Esa tarde, el cielo estaba cubierto de nubes oscuras. El viento soplaba fuerte, como si anunciara una tormenta. EVI estaba en la terraza, abrazándose a sí misma, intentando controlar la respiración.
Cuando Lía llegó, no dijo nada. Solo se sentó a su lado, como siempre.
—Hoy estás temblando —dijo con suavidad.
EVI apretó los labios. —No sé qué me pasa —susurró—. No sé si estoy triste, asustada… o si es por ti.
Lía la miró con una mezcla de sorpresa y ternura.
—¿Por mí?
EVI asintió, sin levantar la vista. —Cuando estoy contigo… siento algo que no entiendo. Algo que me asusta. Algo que no sé si está bien.
Lía respiró hondo, sin moverse demasiado.
—Evi… sentir cariño por alguien no es malo. Sentir conexión tampoco. No tienes que ponerle nombre ahora.
EVI tragó saliva. —Pero yo… yo nunca sentí esto antes. Y me da miedo que tú… que tú no sientas lo mismo.
Lía sonrió, suave, como si sus palabras fueran un cristal que debía sostener con cuidado.
—No tienes que preocuparte por eso ahora. Lo importante es que no estás sola. Y que lo que sientes… es válido.
EVI sintió un nudo en la garganta. —Hay cosas que todavía no te dije —murmuró—. Cosas que me duelen. Cosas que me hicieron… y que todavía me persiguen.
Lía no la presionó. —Cuando quieras contarlas, yo voy a escucharte.
EVI respiró hondo, temblando. —No sé si pueda decirlo todo hoy… pero puedo empezar.
Lía asintió, con paciencia infinita.
EVI cerró los ojos. Las palabras salieron despacio, como si cada una pesara toneladas.
—Cuando era niña… alguien que debía cuidarme me hizo daño. Me hizo sentir que no valía nada. Que mi voz no importaba. Que yo era… un objeto. Y crecí creyendo que era mi culpa.
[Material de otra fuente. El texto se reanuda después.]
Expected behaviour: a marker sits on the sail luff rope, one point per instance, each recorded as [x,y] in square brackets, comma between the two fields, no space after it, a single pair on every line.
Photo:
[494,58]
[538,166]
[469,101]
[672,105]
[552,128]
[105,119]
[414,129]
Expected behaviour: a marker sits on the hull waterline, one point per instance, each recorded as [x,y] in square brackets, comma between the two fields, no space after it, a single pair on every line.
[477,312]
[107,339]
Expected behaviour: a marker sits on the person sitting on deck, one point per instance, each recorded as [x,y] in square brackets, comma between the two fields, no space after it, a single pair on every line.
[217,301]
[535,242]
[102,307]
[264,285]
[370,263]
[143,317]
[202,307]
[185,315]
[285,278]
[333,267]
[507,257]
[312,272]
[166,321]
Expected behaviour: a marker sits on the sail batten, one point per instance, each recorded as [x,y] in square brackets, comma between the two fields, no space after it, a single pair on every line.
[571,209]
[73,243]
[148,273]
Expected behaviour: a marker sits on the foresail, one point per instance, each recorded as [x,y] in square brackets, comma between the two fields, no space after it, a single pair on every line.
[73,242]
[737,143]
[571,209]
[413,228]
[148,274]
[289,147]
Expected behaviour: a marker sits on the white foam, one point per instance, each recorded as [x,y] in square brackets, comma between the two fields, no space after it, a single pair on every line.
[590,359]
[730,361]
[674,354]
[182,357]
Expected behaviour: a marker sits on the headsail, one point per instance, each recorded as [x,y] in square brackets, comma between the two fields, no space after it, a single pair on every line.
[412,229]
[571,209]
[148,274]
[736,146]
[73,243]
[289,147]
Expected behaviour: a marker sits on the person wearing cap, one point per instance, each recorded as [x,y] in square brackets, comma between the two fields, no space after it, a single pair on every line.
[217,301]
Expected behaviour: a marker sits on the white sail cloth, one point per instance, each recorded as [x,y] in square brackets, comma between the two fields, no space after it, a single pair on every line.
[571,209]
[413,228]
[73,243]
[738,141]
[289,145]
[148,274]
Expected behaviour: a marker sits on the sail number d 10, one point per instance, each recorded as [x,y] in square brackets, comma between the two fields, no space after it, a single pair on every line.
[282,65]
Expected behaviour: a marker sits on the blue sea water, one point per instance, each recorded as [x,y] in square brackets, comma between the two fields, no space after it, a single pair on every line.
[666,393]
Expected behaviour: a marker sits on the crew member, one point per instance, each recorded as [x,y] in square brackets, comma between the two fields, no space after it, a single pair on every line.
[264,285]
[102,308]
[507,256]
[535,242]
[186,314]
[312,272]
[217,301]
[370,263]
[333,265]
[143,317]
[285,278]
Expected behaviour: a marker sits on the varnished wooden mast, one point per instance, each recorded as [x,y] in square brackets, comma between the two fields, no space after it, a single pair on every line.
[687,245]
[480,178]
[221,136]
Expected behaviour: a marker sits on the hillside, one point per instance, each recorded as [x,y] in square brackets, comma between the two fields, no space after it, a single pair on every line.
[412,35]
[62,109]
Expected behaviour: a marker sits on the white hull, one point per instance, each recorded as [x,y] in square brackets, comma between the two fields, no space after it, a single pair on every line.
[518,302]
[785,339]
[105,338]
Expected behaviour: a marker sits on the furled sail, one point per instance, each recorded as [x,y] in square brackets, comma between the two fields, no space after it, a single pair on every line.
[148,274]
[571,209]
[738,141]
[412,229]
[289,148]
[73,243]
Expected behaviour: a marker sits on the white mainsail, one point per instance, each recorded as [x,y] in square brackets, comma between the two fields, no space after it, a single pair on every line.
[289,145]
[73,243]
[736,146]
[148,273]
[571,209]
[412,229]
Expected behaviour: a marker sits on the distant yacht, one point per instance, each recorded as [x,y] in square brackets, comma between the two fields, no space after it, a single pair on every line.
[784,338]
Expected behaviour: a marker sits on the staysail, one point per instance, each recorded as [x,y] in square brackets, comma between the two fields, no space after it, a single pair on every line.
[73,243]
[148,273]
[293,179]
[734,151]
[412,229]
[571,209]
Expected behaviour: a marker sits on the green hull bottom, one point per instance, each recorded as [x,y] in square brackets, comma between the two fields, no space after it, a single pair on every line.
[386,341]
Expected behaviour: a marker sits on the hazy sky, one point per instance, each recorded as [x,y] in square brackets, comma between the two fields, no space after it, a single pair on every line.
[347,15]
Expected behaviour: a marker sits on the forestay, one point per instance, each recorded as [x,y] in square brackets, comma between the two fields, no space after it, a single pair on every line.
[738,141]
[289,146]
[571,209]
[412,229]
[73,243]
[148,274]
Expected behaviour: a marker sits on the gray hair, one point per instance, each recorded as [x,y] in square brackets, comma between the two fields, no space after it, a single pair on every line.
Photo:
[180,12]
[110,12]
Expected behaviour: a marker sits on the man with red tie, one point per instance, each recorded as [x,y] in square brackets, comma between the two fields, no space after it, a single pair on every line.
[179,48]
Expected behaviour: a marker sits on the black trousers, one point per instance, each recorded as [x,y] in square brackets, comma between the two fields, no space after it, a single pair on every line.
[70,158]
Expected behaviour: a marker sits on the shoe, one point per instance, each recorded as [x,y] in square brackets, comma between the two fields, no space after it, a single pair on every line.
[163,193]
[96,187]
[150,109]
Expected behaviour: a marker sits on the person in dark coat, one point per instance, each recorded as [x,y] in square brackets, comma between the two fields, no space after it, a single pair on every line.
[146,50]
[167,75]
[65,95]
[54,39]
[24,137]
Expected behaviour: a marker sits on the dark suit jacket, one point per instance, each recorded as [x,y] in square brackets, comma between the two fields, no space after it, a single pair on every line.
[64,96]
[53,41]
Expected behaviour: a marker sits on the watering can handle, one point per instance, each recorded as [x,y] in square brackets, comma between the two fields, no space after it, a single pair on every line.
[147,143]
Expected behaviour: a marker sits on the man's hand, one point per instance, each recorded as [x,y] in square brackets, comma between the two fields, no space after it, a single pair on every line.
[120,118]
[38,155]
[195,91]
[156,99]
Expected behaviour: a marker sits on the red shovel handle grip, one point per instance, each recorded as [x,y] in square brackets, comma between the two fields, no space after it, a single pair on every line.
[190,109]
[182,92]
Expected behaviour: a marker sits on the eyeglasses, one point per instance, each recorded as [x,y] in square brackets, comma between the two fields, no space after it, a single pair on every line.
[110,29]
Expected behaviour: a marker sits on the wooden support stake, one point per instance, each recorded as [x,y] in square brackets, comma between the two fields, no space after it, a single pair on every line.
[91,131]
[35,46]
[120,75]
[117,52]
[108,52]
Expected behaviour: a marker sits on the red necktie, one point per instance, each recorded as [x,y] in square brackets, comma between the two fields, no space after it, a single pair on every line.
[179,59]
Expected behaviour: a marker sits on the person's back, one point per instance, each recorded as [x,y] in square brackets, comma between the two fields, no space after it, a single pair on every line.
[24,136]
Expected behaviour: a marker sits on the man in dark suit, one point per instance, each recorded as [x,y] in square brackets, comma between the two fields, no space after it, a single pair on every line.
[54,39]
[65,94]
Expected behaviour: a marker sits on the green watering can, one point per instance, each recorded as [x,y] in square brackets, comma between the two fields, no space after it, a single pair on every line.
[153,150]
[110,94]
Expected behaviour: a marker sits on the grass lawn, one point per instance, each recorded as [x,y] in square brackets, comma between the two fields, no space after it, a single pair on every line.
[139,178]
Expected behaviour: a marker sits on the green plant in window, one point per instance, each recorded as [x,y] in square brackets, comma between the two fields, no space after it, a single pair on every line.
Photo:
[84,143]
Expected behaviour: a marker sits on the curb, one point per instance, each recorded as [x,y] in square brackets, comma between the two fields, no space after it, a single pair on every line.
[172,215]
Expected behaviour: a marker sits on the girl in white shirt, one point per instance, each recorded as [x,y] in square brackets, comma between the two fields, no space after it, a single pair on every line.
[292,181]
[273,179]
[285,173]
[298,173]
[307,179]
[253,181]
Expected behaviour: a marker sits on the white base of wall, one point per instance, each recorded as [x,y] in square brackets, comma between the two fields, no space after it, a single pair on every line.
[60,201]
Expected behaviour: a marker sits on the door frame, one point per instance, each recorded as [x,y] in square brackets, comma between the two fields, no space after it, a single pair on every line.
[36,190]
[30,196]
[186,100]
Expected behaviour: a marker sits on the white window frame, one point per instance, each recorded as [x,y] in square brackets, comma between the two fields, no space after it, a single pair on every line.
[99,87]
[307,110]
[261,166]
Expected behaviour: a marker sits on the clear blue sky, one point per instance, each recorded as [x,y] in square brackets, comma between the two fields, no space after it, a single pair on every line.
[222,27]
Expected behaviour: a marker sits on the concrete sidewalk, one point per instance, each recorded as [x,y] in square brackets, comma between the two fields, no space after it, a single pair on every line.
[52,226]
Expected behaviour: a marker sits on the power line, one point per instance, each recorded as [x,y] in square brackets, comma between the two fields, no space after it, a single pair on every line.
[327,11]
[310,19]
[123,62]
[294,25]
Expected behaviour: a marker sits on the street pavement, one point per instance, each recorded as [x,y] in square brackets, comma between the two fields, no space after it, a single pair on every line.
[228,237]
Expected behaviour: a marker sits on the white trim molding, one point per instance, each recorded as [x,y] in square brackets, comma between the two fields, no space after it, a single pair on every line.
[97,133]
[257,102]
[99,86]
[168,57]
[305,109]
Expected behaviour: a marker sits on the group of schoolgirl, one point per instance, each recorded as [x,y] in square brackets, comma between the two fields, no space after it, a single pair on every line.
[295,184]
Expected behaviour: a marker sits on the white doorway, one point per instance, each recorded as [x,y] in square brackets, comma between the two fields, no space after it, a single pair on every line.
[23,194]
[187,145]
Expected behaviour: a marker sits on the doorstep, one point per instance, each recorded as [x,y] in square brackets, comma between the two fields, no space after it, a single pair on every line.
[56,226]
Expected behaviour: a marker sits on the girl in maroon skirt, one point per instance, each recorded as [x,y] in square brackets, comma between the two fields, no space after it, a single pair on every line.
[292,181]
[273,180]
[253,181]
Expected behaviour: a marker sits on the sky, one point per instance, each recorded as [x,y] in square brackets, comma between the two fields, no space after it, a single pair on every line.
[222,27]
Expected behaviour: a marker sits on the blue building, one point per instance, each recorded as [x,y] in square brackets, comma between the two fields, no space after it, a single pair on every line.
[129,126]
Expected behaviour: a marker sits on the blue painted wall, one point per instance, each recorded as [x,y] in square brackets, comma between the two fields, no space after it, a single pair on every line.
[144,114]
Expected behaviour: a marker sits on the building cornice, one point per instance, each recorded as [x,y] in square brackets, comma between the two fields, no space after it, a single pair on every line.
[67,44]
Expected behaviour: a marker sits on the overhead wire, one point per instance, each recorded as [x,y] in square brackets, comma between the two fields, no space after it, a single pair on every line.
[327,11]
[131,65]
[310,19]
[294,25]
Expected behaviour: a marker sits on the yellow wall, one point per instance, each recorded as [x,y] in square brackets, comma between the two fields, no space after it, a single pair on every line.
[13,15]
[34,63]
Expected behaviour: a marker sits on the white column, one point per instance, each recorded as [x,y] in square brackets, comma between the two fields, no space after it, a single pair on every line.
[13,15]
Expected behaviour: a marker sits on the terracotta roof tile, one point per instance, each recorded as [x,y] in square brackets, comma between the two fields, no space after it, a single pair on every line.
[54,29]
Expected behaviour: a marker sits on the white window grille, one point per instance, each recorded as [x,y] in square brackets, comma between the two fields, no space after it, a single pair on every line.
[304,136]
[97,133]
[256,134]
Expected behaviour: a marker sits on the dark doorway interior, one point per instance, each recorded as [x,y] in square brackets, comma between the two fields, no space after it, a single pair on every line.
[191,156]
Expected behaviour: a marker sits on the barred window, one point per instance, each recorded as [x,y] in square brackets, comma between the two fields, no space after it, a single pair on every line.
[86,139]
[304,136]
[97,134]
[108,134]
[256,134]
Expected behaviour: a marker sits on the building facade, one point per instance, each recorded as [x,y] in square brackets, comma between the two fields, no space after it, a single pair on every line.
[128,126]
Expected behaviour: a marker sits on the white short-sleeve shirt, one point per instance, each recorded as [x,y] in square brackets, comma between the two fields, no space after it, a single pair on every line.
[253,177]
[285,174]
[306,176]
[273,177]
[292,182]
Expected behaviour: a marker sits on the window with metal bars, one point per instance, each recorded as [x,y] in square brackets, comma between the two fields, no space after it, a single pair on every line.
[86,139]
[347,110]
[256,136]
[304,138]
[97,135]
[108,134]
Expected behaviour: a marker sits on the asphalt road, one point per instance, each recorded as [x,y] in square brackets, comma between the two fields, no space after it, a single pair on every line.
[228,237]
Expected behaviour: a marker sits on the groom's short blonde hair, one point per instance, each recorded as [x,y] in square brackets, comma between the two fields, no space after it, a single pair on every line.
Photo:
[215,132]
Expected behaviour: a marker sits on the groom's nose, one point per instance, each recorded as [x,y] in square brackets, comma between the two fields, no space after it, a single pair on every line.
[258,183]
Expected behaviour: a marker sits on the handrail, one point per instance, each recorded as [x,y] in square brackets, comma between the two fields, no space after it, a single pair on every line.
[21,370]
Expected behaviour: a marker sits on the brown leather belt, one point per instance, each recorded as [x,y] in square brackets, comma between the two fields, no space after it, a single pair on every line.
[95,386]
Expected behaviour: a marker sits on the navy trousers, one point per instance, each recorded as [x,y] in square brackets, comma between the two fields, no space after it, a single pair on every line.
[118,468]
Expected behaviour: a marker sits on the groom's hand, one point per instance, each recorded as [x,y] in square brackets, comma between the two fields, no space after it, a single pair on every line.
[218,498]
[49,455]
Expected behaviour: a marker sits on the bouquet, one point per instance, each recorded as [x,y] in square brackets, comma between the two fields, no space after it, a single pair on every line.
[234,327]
Lía apretó los labios, conteniendo la rabia que no quería mostrarle.
—Evi… lo que te hicieron fue una injusticia enorme. Y tú no tuviste la culpa de nada.
EVI siguió hablando, entre lágrimas.
—Por eso me cuesta confiar. Por eso me cuesta sentir. Por eso… me cuesta quererte.
Lía se acercó un poco, lo justo para que EVI sintiera su presencia sin sentirse invadida.
—No tienes que apresurarte —susurró—. Yo voy a caminar a tu ritmo.
EVI lloró en silencio, pero esta vez no se sintió sola. Por primera vez, compartir su historia no la hacía sentir sucia ni culpable. Por primera vez, alguien la escuchaba sin juzgarla.
Y aunque todavía tenía miedo, aunque todavía estaba rota en muchos lugares, algo dentro de ella empezó a sanar.
Muy despacio. Muy frágil. Pero real.